Clearing the GPU is a headache

Hi all, before adding my model to the gpu I added the following code:

def empty_cached():
  gc.collect()
  torch.cuda.empty_cache()

The idea buying that it will clear out to GPU of the previous model I was playing with.

Here’s a scenario, I start training with a resnet18 and after a few epochs I notice the results are not that good so I interrupt training, change the model, run the function above.
When I do it that way I get a:

RuntimeError: CUDA out of memory. Tried to allocate 24.00 MiB (GPU 0; 11.17 GiB total capacity; 10.56 GiB already allocated; 9.81 MiB free; 10.85 GiB reserved in total by PyTorch)

However, if I interupt training, restart the kernel and run the same model that wouldn’t work before, it now works.

It seems like nothing works as good as restarting the kernel. What would come the closest to it?

1 Like

You would have to delete all references to the tensors you would like to free.
gc.collect() and empty_cache() will not free tensors, which are still used and referenced.

1 Like

I see!

How can I delete references to the tensors?

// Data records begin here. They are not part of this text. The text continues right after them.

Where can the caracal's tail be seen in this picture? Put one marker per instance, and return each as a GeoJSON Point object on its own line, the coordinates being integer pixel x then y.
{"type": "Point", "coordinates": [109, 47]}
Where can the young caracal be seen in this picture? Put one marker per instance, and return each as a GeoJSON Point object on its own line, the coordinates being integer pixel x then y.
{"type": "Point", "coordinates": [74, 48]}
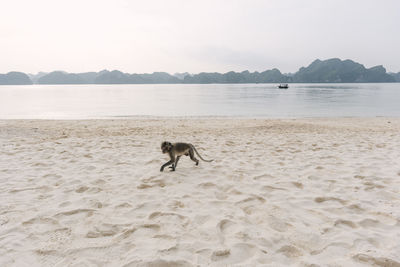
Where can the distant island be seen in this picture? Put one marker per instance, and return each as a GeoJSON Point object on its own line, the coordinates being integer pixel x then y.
{"type": "Point", "coordinates": [320, 71]}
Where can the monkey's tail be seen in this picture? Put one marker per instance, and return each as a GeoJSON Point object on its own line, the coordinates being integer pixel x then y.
{"type": "Point", "coordinates": [195, 150]}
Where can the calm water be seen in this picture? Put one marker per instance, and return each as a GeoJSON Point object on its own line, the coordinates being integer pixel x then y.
{"type": "Point", "coordinates": [250, 100]}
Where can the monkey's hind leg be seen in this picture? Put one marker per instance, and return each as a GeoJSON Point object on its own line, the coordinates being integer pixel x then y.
{"type": "Point", "coordinates": [192, 157]}
{"type": "Point", "coordinates": [174, 165]}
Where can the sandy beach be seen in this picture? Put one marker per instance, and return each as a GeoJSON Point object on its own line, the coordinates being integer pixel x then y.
{"type": "Point", "coordinates": [280, 192]}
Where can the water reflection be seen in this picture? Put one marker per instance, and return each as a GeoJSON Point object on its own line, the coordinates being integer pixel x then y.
{"type": "Point", "coordinates": [98, 101]}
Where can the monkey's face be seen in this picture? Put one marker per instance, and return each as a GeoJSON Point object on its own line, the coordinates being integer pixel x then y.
{"type": "Point", "coordinates": [166, 146]}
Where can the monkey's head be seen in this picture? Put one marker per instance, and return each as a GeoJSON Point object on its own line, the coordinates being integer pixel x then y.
{"type": "Point", "coordinates": [166, 146]}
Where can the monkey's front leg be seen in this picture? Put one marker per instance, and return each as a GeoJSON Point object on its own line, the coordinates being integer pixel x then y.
{"type": "Point", "coordinates": [173, 167]}
{"type": "Point", "coordinates": [166, 164]}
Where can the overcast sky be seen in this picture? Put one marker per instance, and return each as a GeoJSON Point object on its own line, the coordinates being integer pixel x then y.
{"type": "Point", "coordinates": [203, 35]}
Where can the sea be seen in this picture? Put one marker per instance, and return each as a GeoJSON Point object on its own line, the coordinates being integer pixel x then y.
{"type": "Point", "coordinates": [176, 100]}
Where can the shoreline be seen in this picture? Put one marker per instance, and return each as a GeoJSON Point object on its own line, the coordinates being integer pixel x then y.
{"type": "Point", "coordinates": [301, 191]}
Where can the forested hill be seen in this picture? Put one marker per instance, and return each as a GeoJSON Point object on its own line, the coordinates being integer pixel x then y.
{"type": "Point", "coordinates": [320, 71]}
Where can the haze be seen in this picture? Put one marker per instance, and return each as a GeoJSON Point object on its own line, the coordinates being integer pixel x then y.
{"type": "Point", "coordinates": [195, 36]}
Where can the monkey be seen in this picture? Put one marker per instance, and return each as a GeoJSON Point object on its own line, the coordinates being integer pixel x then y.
{"type": "Point", "coordinates": [176, 150]}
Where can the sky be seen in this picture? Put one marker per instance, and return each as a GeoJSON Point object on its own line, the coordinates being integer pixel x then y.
{"type": "Point", "coordinates": [195, 36]}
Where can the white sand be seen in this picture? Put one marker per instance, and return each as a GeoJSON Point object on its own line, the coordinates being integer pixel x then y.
{"type": "Point", "coordinates": [280, 192]}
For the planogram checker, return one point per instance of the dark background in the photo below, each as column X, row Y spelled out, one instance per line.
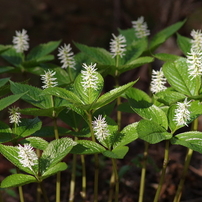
column 92, row 22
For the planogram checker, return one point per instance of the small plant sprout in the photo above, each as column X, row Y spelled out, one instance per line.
column 140, row 27
column 158, row 81
column 27, row 156
column 89, row 76
column 14, row 115
column 48, row 79
column 20, row 41
column 117, row 45
column 100, row 128
column 196, row 42
column 194, row 62
column 182, row 113
column 66, row 56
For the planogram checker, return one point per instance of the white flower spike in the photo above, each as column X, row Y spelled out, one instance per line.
column 20, row 41
column 117, row 45
column 194, row 62
column 158, row 81
column 66, row 56
column 27, row 156
column 100, row 128
column 14, row 115
column 196, row 42
column 48, row 79
column 140, row 27
column 182, row 113
column 89, row 76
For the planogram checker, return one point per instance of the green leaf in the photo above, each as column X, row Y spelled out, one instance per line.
column 6, row 69
column 178, row 77
column 69, row 96
column 151, row 132
column 41, row 50
column 5, row 102
column 36, row 142
column 166, row 57
column 134, row 50
column 127, row 135
column 12, row 57
column 11, row 153
column 32, row 96
column 54, row 153
column 169, row 96
column 87, row 147
column 134, row 63
column 184, row 43
column 6, row 133
column 141, row 104
column 4, row 81
column 42, row 112
column 112, row 95
column 98, row 55
column 16, row 180
column 61, row 166
column 192, row 140
column 88, row 95
column 163, row 35
column 129, row 35
column 28, row 126
column 117, row 153
column 48, row 131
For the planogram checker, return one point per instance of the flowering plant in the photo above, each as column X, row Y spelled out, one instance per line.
column 73, row 94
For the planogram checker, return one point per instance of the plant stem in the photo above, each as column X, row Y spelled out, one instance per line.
column 186, row 166
column 96, row 160
column 58, row 176
column 83, row 194
column 73, row 177
column 43, row 192
column 116, row 177
column 143, row 172
column 21, row 194
column 165, row 163
column 111, row 187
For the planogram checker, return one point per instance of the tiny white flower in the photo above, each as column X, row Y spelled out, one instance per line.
column 14, row 115
column 66, row 56
column 182, row 113
column 117, row 45
column 158, row 81
column 100, row 128
column 196, row 42
column 140, row 27
column 194, row 62
column 89, row 76
column 20, row 41
column 48, row 79
column 27, row 156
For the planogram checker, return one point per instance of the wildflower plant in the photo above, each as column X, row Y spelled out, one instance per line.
column 76, row 97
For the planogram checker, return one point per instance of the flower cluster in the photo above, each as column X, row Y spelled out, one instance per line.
column 117, row 45
column 194, row 62
column 158, row 81
column 48, row 79
column 141, row 29
column 66, row 56
column 194, row 58
column 196, row 42
column 89, row 76
column 20, row 41
column 182, row 113
column 14, row 115
column 27, row 156
column 100, row 128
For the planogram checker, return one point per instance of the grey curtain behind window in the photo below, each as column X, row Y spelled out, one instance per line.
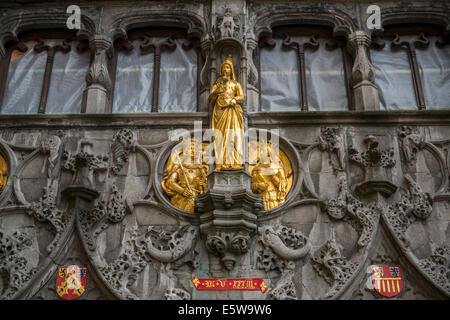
column 324, row 78
column 177, row 86
column 134, row 77
column 434, row 66
column 393, row 78
column 178, row 80
column 24, row 82
column 279, row 79
column 68, row 81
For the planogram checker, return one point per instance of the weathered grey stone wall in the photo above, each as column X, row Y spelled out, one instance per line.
column 370, row 187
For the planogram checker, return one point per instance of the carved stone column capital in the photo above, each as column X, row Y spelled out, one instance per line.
column 365, row 92
column 98, row 79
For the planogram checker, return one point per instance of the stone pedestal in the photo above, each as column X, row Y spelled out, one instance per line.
column 228, row 214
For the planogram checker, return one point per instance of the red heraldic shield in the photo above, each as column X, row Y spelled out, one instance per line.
column 71, row 282
column 387, row 280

I tried with del(model, optimizer, criterion) but when I query the GPU memory before and after it seems like its the same.

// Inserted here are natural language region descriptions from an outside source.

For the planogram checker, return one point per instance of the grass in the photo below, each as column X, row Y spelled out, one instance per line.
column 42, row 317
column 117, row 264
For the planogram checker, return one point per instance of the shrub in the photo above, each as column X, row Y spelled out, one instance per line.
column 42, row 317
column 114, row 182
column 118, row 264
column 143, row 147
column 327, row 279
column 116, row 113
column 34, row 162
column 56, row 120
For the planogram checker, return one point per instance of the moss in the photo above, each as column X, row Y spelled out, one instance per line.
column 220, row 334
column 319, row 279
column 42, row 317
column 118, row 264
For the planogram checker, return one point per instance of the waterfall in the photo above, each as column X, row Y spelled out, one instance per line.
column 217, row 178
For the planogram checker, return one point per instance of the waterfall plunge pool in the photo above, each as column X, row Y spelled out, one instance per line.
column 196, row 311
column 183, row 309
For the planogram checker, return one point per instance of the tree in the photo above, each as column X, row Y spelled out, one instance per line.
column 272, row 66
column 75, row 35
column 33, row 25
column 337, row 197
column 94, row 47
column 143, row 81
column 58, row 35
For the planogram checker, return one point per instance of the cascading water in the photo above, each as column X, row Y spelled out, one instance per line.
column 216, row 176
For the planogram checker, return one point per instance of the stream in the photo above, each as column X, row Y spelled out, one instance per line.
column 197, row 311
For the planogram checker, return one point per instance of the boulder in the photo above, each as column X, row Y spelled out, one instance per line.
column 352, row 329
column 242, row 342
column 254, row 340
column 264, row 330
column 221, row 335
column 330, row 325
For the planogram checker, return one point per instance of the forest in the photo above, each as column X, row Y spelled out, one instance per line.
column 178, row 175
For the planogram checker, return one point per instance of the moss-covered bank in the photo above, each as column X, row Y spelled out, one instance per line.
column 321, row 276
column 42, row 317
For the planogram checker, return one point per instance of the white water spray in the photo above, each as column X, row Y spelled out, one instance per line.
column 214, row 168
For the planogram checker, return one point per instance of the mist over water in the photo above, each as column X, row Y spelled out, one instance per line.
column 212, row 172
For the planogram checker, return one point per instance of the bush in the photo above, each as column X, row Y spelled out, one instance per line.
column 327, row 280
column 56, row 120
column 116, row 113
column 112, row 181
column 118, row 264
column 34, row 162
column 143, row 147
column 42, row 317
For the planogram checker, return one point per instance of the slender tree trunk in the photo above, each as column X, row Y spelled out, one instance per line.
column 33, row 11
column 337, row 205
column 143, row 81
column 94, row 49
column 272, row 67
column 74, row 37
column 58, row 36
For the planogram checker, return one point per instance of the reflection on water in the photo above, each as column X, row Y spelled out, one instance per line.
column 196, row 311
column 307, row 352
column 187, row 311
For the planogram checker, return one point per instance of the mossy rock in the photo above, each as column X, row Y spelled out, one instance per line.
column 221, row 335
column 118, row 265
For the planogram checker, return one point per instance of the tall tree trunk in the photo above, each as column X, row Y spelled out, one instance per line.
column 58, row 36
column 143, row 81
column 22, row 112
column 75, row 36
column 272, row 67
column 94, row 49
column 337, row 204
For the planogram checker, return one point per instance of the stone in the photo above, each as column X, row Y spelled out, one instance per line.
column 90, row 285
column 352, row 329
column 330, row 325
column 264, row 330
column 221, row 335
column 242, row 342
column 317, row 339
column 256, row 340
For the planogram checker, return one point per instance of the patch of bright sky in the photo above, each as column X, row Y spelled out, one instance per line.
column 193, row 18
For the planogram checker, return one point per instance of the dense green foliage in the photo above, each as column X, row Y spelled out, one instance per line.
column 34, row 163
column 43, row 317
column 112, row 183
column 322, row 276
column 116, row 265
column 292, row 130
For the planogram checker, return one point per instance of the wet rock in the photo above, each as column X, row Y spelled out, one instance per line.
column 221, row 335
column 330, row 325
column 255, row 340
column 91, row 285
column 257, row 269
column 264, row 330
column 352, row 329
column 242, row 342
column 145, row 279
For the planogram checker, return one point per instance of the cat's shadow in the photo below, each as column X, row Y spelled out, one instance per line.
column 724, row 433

del tensor should work. To release the cached memory, you would need to call torch.cuda.empty_cache() afterwards.

Here is a small example:

print(torch.cuda.memory_allocated()/1024**2)
print(torch.cuda.memory_cached()/1024**2)

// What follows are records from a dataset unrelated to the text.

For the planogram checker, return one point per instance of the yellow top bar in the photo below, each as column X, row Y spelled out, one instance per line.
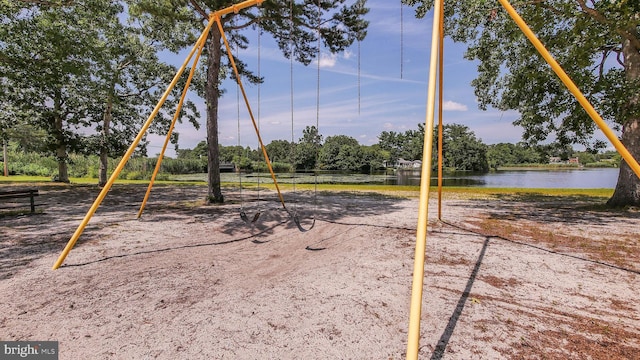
column 235, row 8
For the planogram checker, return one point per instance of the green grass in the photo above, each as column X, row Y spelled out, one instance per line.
column 408, row 191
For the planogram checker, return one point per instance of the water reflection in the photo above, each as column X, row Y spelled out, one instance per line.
column 569, row 178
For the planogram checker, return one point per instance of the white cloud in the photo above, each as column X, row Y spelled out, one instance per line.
column 453, row 106
column 327, row 60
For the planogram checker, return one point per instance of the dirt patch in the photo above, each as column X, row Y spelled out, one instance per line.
column 504, row 278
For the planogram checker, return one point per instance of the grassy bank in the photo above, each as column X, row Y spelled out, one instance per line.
column 408, row 191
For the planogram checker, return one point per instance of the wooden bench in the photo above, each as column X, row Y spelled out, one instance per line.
column 16, row 194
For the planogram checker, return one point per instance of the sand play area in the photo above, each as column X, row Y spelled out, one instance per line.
column 506, row 277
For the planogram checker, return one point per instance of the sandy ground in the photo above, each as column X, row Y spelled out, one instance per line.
column 505, row 278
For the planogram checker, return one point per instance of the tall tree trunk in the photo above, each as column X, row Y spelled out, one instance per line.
column 61, row 145
column 4, row 158
column 627, row 192
column 61, row 151
column 212, row 94
column 104, row 146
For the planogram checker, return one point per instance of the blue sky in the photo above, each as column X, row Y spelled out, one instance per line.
column 387, row 102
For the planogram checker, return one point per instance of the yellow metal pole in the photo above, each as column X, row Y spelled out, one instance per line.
column 125, row 158
column 572, row 87
column 173, row 123
column 425, row 177
column 440, row 95
column 246, row 101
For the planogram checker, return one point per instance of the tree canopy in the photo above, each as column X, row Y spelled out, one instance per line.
column 296, row 26
column 596, row 42
column 87, row 84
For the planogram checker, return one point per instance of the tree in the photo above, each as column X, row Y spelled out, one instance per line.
column 512, row 154
column 307, row 150
column 597, row 43
column 279, row 151
column 461, row 150
column 295, row 27
column 88, row 84
column 341, row 152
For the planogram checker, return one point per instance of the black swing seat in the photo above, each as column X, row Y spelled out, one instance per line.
column 245, row 218
column 296, row 220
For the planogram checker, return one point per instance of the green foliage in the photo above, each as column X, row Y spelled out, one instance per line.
column 506, row 154
column 461, row 149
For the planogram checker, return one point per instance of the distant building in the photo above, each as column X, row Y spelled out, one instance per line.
column 558, row 160
column 402, row 163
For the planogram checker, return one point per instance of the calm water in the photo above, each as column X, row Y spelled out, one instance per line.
column 567, row 179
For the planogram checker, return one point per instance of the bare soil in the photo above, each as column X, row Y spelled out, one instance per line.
column 515, row 277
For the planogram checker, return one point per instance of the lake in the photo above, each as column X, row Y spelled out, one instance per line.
column 599, row 178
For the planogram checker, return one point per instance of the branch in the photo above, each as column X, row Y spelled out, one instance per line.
column 628, row 35
column 199, row 9
column 238, row 27
column 48, row 3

x = torch.randn(1024*1024).cuda()

# 4MB allocation and potentially larger cache
print(torch.cuda.memory_allocated()/1024**2)
print(torch.cuda.memory_cached()/1024**2)

y = torch.randn(8*1024*1024).cuda()

# 4+32=36MB allocation and potentially larger cache
print(torch.cuda.memory_allocated()/1024**2)
print(torch.cuda.memory_cached()/1024**2)

del x

# 32MB allocation, cache should stay the same
print(torch.cuda.memory_allocated()/1024**2)
print(torch.cuda.memory_cached()/1024**2)

torch.cuda.empty_cache()

# 32MB allocation and cache
print(torch.cuda.memory_allocated()/1024**2)
print(torch.cuda.memory_cached()/1024**2)

del y

# 0MB allocation, 32MB cache
print(torch.cuda.memory_allocated()/1024**2)
print(torch.cuda.memory_cached()/1024**2)

torch.cuda.empty_cache()

# 0MB allocation and cache
print(torch.cuda.memory_allocated()/1024**2)
print(torch.cuda.memory_cached()/1024**2)
6 Likes

Amazing, it works great!

I was using the nvidia-smi to determine the memory allocation on the GPU. What would be the difference between that and torch.cuda.memory_allocated.

nvidia-smi shows the all processes which use memory on the device.
So besides PyTorch or course other processes might use memory.
Also, note that PyTorch loads the CUDA kernels, cudnn, CUDA runtime etc. after the first CUDA operation, which will also allocate memory (and cannot be freed until the script exits).
Depending on the device, CUDA version etc. this CUDA context might take ~700MB.

@ptrblck sir, I have the same problem here, can you help me determine where I put the cuda. empty_cache()?

is there a way to programmatically clear CUDA context?

I would like to release the memory allocated by CUDA context after model training because my process need to do other operations after that

No, you cannot delete the CUDA context while the PyTorch process is still running and would have to shutdown the current process and use a new one for the downstream application.

Is there a conveninent method for deleting all the model tensors in one go?